Why was Paragonix founded?
At the outset of our company we were surprised at the lack of innovation related to donor organ transport. The standard of care - ice storage, has not changed since the inception of organ transplant in the 1960s. We determined there must be a more consistent, scientific and measurable solution to transporting an organ from a donor to recipient and sought out to create such a device.
Our mission is to create a new standard for organ preservation and transport that improves patient outcomes worldwide. We strive to protect the organ donation with the dignity and safety it deserves, to give patients every possible advantage to thrive.
What challenges exist in organ donation?
There are many challenges; at Paragonix, we focus on the challenges related to transporting and preserving donor organs while outside the body. One of the main challenges is temperature control.
Studies have shown that donor organs are very sensitive to the temperature they are preserved in during transport. Temperatures below 2°C have been shown to have a negative effect on clinical outcomes and have been linked to many complications related to donor organ viability. Another challenge is related to the lack of data related to organ conditions during transport.
The challenges have been compounded with a recent change in the way organs are procured in the United States. This change has increased access to donor organs to transplant centres outside the historical geographic radius, increasing time and the distance transplant centers are traveling to procure donor organs.
What is the average travelling distance?
Based on the type of donor organ, times and travel distance can range greatly. Average distance is typically based on ischemic time - the time the organ is detached from blood supply, rather than distance. Hearts historically were limited to four hours of ischemic time, which meant only a couple of hours of travel time and therefore only a few hundred miles range for the donor heart.
With the new allocation change and the Paragonix system, we see centres going much further: one centre traveled 2,000 miles and over 7 hours for a heart, and we recently supported a case where donor lungs were transplanted from Alaska to the east coast which resulted in a 14 hour ischemic time.
Paragonix’ unique technology provides a consistent temperature environment and real-time data that gives surgeons confidence to not only travel farther, expanding the donor pool, but also to help prevent potential tissue damage and irreversible cellular damage.
How does SherpaPak work and what technology does it use?
The Paragonix SherpaPak is the only commercially available FDA-cleared and CE-marked medical device for heart transportation.
The combination of a rigid external shipper system, combined with a leak-proof nesting canister device, protects the heart on its journey.

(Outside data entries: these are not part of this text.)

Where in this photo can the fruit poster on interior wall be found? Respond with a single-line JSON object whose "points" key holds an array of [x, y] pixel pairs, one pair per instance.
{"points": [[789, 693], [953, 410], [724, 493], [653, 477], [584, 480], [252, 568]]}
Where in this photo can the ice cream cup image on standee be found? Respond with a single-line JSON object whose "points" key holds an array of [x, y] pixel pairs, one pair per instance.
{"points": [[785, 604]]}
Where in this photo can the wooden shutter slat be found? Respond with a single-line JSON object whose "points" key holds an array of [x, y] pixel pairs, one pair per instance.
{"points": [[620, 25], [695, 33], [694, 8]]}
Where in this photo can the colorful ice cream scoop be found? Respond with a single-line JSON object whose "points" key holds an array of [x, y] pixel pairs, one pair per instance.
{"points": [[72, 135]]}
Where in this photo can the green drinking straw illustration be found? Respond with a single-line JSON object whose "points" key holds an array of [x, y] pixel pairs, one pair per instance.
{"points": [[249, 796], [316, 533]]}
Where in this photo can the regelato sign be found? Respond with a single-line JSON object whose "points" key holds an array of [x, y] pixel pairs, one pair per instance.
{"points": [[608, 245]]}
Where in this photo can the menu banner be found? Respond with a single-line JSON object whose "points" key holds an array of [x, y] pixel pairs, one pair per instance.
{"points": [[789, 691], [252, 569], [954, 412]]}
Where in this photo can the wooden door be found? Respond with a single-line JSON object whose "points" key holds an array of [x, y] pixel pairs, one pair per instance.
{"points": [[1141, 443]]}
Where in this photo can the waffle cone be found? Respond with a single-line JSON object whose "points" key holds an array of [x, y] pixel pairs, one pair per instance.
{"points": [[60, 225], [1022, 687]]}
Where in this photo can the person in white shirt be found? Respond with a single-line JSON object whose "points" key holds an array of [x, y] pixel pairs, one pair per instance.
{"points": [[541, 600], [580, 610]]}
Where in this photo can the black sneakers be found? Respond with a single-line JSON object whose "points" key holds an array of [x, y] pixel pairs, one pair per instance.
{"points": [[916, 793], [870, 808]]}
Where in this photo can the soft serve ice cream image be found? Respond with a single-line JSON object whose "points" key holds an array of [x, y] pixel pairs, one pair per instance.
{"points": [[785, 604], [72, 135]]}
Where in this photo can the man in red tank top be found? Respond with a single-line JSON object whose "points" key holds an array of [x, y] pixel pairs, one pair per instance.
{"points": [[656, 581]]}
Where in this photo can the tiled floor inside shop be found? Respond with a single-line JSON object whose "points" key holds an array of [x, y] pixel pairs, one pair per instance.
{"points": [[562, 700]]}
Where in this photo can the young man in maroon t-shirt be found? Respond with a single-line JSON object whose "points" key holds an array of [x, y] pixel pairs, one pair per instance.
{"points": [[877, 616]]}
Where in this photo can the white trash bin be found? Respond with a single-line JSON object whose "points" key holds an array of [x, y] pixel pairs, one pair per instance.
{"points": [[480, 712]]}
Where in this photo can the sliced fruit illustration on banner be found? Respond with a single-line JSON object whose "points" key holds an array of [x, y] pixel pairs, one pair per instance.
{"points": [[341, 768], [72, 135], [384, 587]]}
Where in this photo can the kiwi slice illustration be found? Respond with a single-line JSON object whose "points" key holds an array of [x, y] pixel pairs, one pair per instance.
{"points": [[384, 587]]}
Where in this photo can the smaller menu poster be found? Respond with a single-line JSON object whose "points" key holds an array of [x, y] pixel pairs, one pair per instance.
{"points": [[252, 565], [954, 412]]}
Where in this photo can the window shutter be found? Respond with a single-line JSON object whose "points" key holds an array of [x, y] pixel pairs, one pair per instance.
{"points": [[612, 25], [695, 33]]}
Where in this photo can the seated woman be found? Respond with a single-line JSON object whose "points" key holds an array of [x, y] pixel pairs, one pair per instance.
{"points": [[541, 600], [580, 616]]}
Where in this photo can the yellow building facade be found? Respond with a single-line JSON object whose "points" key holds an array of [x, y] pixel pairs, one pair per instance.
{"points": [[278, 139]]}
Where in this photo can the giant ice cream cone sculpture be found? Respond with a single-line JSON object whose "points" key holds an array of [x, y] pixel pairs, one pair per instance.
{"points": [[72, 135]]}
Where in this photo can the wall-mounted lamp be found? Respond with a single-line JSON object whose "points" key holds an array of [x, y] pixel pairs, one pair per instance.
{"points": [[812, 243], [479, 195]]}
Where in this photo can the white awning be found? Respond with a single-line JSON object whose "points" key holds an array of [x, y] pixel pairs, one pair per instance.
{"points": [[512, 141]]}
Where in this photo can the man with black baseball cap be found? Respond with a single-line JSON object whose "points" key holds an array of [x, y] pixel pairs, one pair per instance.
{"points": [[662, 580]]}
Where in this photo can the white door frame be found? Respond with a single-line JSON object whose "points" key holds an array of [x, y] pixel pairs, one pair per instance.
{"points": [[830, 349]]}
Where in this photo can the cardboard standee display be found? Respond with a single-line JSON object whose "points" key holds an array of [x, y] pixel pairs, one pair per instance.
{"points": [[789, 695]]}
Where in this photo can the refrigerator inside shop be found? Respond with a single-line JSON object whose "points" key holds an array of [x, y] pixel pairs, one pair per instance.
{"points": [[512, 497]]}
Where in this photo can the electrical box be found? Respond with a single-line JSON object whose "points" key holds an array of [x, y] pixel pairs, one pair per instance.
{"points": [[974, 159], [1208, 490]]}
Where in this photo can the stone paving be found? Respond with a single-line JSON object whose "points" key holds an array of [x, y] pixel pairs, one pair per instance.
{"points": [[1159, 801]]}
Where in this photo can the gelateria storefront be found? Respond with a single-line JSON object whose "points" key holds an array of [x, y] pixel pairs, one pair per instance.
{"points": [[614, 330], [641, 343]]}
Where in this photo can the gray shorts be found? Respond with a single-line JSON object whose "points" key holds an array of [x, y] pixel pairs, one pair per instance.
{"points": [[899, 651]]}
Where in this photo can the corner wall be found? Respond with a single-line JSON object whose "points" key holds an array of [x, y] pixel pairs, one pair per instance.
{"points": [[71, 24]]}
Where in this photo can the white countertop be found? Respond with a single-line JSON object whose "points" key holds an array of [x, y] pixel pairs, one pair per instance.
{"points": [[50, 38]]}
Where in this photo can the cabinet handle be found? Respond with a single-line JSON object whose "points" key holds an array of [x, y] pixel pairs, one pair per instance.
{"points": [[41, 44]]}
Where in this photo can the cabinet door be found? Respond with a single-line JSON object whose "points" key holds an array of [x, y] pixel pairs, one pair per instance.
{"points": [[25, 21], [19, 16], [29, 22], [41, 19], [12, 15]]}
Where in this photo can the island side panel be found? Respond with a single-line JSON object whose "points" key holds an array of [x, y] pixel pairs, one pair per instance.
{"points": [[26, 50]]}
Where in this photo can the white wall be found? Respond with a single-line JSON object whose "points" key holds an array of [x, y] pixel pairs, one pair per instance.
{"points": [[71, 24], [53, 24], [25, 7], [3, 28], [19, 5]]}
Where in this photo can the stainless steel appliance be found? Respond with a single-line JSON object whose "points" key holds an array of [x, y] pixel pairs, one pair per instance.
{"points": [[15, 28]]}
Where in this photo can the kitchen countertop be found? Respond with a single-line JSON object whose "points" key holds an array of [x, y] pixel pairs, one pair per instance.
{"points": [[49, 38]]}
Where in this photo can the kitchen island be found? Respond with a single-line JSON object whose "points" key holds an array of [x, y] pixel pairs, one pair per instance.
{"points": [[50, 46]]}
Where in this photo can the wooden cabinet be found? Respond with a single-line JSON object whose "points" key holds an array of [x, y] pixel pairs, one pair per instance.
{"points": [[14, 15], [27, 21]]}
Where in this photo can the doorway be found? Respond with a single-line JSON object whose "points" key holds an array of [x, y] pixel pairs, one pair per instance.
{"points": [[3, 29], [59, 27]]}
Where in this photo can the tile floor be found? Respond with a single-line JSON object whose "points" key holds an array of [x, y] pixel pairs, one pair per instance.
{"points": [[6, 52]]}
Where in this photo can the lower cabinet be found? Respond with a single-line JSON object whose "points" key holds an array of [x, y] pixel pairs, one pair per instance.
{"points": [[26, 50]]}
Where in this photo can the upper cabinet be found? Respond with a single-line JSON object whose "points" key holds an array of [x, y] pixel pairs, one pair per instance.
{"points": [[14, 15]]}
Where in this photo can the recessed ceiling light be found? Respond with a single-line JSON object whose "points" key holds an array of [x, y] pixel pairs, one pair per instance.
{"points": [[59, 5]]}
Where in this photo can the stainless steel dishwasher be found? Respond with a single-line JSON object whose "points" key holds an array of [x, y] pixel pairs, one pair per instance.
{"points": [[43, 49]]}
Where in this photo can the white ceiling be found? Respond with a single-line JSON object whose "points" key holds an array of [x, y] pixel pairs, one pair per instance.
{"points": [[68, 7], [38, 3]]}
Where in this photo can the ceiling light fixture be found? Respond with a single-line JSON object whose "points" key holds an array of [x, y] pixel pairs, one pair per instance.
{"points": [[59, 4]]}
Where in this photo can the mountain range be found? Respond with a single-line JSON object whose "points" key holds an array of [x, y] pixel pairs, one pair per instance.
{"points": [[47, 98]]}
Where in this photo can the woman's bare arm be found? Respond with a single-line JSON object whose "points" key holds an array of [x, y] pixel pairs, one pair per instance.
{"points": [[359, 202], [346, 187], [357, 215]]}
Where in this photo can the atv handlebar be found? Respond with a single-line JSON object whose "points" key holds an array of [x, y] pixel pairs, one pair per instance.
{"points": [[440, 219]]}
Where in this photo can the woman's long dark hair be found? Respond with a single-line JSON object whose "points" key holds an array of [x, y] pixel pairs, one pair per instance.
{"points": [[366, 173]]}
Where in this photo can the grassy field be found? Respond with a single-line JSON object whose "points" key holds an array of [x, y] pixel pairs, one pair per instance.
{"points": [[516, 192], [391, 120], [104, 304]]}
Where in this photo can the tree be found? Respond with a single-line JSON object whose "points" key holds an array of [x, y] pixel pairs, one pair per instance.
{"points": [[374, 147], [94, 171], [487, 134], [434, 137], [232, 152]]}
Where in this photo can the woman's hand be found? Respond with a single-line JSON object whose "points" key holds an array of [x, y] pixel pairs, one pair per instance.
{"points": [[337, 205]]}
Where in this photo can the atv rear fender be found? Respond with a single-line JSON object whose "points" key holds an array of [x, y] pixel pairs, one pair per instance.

Bluetooth-enabled technology allows transport teams to continually monitor the heart’s temperature, from dispatch to arrival.
Proprietary thermal cooling technology keeps donor hearts between four and eight degrees celsius, keeping the heart in a range that ensures metabolic preservation while avoiding freezing injury.
The Heart Transplant Program at Penn State Health Milton S. Hershey Medical Center was the first in Pennsylvania and the 24th nationwide to use the device.
SherpaPak successfully transported four donor hearts to recipients at Medical Center from April to June 2021, and the transplant team intends to use the device to transport many more donor hearts.
The lead surgeon who transplanted the first donor heart received through SherpaPak noted that the heart was nice and supple, meaning the organ was preserved much better than with previous methods.
What else does Paragonix have in the pipeline?
We are conducting our GUARDIAN study - the largest multi-centre, international registry specifically focused on donor heart preservation. Recently, investigators presented an analysis of the differences in clinical outcomes of 224 patients who received donor hearts preserved either with the Paragonix SherpaPak system or with traditional ice storage.
The investigators reported that the donor hearts preserved by the Paragonix system had statistically significant increases in total ischemic time and travel distance, as well as reductions in ICU length of stay.